Je voudrais alerter les rapporteurs sur « l'urgence d'accueillir ». Alors qu'aux portes de l'Union européenne se joue un bras de fer politique entre la Pologne et la Biélorussie, dans un froid glacial située dans une zone de non-droit, quatre mille personnes venant principalement de Syrie ou d'Irak sont livrées à elles-mêmes et subissent la violence des forces militaires et policières des deux côtés. On compte déjà plus de quinze morts de froid et de soif, sans compter une dizaine de disparus. Ne pensez-vous pas qu'il faut assumer notre devoir d'accueillir sans attendre et venir en aide à plusieurs milliers de personnes poussées par le désespoir et instrumentalisées par des pouvoirs autoritaires ? Combien de temps pouvons-nous encore regarder cette tragédie macabre sans intervenir ? Ces quelques milliers de personnes ne menacent pas la sécurité européenne. Quelle est cette Union européenne instrumentalisée par les pouvoirs autoritaires ? L'urgence humanitaire doit nous animer.

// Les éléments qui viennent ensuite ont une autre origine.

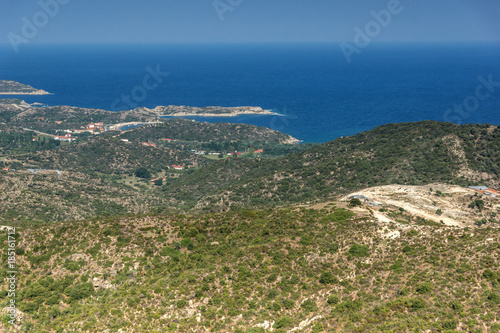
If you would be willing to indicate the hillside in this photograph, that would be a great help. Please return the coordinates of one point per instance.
(110, 156)
(287, 270)
(34, 198)
(202, 132)
(408, 153)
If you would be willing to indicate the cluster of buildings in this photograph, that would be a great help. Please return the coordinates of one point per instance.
(94, 128)
(485, 190)
(67, 138)
(149, 144)
(175, 167)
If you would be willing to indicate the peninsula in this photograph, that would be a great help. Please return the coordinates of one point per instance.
(16, 88)
(208, 111)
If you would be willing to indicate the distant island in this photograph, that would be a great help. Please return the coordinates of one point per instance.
(16, 88)
(207, 111)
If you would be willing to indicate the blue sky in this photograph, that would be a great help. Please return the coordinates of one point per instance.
(194, 21)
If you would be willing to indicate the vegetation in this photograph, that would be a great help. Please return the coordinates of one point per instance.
(230, 272)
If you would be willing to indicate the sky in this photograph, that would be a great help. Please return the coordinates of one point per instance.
(246, 21)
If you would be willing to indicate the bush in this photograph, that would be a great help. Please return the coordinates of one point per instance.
(309, 305)
(80, 291)
(283, 322)
(255, 330)
(490, 275)
(327, 278)
(317, 328)
(358, 250)
(355, 202)
(424, 288)
(142, 173)
(449, 324)
(333, 300)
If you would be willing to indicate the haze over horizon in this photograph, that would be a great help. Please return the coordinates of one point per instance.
(240, 21)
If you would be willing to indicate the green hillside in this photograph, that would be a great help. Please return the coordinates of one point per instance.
(325, 270)
(407, 153)
(189, 130)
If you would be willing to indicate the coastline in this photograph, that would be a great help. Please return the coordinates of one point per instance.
(220, 114)
(208, 111)
(36, 93)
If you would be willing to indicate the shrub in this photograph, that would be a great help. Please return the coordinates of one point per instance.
(493, 297)
(309, 305)
(142, 173)
(490, 275)
(355, 202)
(449, 324)
(80, 291)
(327, 278)
(283, 322)
(358, 250)
(317, 328)
(333, 300)
(288, 304)
(424, 288)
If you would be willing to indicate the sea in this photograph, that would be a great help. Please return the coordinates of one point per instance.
(317, 93)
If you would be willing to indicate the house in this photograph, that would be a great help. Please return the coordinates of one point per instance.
(149, 144)
(478, 188)
(485, 190)
(94, 127)
(66, 138)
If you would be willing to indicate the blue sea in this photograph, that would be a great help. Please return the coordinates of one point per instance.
(318, 94)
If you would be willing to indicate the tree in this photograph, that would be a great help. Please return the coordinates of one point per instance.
(142, 173)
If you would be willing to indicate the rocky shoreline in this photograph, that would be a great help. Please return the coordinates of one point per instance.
(16, 88)
(208, 111)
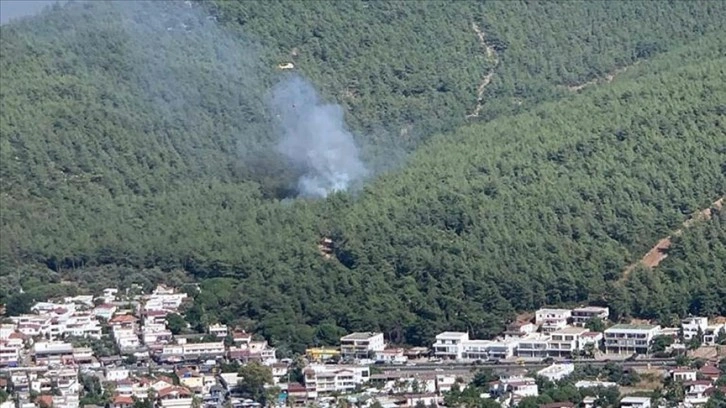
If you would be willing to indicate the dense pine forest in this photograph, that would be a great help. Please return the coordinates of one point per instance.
(136, 147)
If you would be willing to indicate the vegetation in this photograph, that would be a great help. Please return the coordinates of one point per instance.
(132, 157)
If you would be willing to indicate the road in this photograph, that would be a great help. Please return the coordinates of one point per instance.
(467, 367)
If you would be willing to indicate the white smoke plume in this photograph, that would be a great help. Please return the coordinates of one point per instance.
(315, 137)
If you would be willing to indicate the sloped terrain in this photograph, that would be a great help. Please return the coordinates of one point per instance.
(121, 163)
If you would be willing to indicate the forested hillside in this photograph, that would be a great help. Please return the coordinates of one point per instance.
(136, 147)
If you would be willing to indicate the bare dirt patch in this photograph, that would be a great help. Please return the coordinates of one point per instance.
(491, 55)
(604, 80)
(660, 251)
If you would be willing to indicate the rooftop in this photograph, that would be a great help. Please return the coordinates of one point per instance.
(632, 327)
(591, 309)
(451, 335)
(360, 336)
(572, 330)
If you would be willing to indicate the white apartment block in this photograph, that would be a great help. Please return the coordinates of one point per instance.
(551, 320)
(192, 351)
(105, 311)
(254, 351)
(692, 325)
(500, 350)
(556, 372)
(361, 345)
(450, 345)
(321, 379)
(635, 402)
(458, 346)
(394, 356)
(582, 315)
(710, 335)
(126, 338)
(6, 330)
(684, 374)
(565, 341)
(164, 298)
(9, 354)
(218, 330)
(535, 345)
(630, 338)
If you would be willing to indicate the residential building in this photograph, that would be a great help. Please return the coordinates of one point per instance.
(693, 327)
(9, 355)
(594, 338)
(556, 372)
(218, 330)
(361, 345)
(258, 351)
(391, 356)
(534, 346)
(518, 386)
(710, 335)
(696, 392)
(635, 402)
(503, 349)
(564, 342)
(520, 329)
(684, 374)
(318, 354)
(105, 311)
(476, 349)
(550, 320)
(52, 353)
(595, 384)
(193, 351)
(582, 315)
(322, 379)
(450, 345)
(630, 338)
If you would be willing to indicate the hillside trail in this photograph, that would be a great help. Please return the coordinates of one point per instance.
(605, 80)
(660, 251)
(492, 56)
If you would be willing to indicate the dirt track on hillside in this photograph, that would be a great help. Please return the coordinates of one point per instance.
(660, 251)
(491, 55)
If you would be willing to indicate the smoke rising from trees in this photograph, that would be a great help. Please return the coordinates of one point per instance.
(316, 139)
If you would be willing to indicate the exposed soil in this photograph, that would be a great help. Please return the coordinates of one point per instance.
(660, 251)
(607, 79)
(491, 55)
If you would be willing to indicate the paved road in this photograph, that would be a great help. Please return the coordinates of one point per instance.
(466, 367)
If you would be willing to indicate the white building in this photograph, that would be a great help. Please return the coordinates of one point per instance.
(581, 315)
(556, 372)
(565, 341)
(504, 349)
(9, 354)
(322, 379)
(534, 345)
(117, 374)
(635, 402)
(552, 319)
(361, 345)
(450, 345)
(518, 386)
(218, 330)
(391, 356)
(630, 338)
(696, 392)
(710, 335)
(105, 311)
(595, 384)
(692, 326)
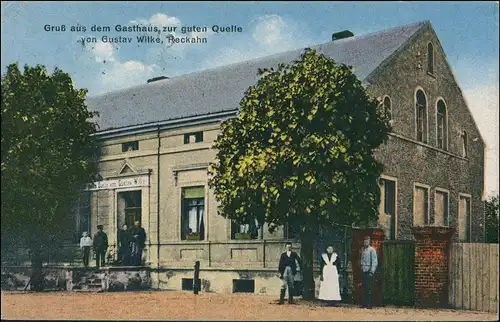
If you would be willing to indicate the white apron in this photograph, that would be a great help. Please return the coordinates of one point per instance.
(329, 288)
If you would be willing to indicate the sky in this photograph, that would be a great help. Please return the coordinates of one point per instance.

Dans le même temps, vingt-sept personnes sont mortes la semaine dernière au large de Calais. Ce drame meurtrier n'est pas le fruit de la fatalité. Il résulte d'une politique inhumaine qui pousse les personnes exilées à prendre le risque de la mer : évacuations forcées, confiscations et destructions des effets personnels, violences physiques et verbales. La défenseure des droits, la Cour européenne des droits de l'homme, le Conseil de l'Europe, des ONG ont dénoncé de nombreuses violations des droits fondamentaux aux frontières françaises et pointe du doigt les conditions d'accueil des migrants. L'extrême sécurisation de la frontière franco-britannique a conduit à des tentatives désespérées de traverser la Manche et au développement des réseaux de passeurs.
Le non-accueil en France et en Europe n'est-il pas la première cause de ce désastre ? Le droit d'asile est un droit constitutionnel, inscrit dans le Préambule de la Constitution du 27 octobre 1946. C'est aussi une obligation internationale qui repose sur la Convention de Genève du 28 juillet 1951 relative au statut des réfugiés. A l'opposé, la loi sur l'immigration votée en 2018 a déshumanisé le traitement des dossiers des demandeurs d'asile. Le nombre de migrants va augmenter sans cesse du fait du réchauffement climatique : il faut donc cesser les hypocrisies sur le sujet et de discuter collectivement au niveau européen de la manière d'accueillir ces populations.
C'est aussi ce que demande votre rapport, même si cela s'accompagne, et je le regrette, de préconisations qui ne vont pas dans le sens de mes propos, s'agissant de la fermeté aux frontières et sur les priorités de la France en matière de migrations, priorités qui selon moi ne sont pas un exemple.